ASURA: Scalable and Uniform Data Distribution Algorithm for Storage Clusters

Published 30 Sep 2013 in cs.DC | (1309.7720v2)

Abstract: Large-scale storage cluster systems need to manage a vast amount of data locations. A naive data locations management maintains pairs of data ID and nodes storing the data in tables. However, it is not practical when the number of pairs is too large. To solve this problem, management using data distribution algorithms, rather than management using tables, has been proposed in recent research. It can distribute data by determining the node for storing the data based on the datum ID. Such data distribution algorithms require the ability to handle the addition or removal of nodes, short calculation time and uniform data distribution in the capacity of each node.

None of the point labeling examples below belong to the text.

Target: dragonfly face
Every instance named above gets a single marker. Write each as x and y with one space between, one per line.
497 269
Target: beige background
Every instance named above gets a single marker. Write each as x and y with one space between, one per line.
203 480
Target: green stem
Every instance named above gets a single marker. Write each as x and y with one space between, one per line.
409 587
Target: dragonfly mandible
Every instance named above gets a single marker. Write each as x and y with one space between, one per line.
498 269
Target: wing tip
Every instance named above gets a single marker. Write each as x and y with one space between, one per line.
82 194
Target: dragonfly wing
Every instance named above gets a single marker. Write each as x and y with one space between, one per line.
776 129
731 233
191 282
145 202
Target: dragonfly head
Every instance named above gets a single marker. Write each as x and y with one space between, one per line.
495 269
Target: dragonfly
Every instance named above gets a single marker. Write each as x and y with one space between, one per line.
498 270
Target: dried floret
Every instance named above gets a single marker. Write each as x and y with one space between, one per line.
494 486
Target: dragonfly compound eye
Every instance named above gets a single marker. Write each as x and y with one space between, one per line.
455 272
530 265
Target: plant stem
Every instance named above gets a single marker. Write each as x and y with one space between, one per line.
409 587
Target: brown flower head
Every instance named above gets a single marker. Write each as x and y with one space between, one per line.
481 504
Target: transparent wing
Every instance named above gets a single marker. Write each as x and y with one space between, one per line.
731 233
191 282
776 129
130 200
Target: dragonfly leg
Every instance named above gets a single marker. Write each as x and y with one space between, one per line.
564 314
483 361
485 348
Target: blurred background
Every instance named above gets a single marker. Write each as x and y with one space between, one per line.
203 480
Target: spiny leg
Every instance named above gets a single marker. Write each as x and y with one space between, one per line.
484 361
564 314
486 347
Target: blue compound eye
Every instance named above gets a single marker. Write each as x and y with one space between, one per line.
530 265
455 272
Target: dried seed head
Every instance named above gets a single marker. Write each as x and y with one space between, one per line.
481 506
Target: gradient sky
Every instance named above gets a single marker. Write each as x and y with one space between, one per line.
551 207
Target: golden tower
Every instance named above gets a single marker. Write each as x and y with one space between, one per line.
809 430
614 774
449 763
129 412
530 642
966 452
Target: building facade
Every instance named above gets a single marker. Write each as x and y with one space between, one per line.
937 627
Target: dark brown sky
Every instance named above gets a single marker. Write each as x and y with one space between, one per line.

This paper proposes a data distribution algorithm called ASURA (Advanced Scalable and Uniform storage by Random number Algorithm) that satisfies these requirements. It achieves following four characteristics: 1) minimum data movement to maintain data distribution according to node capacity when nodes are added or removed, even if data are replicated, 2) roughly sub-micro-seconds calculation time, 3) much lower than 1% maximum variability between nodes in data distribution, and 4) data distribution according to the capacity of each node. The evaluation results show that ASURA is qualitatively and quantitatively competitive against major data distribution algorithms such as Consistent Hashing, Weighted Rendezvous Hashing and Random Slicing. The comparison results show benefits of each algorithm; they show that ASURA has advantage in large scale-out storage clusters.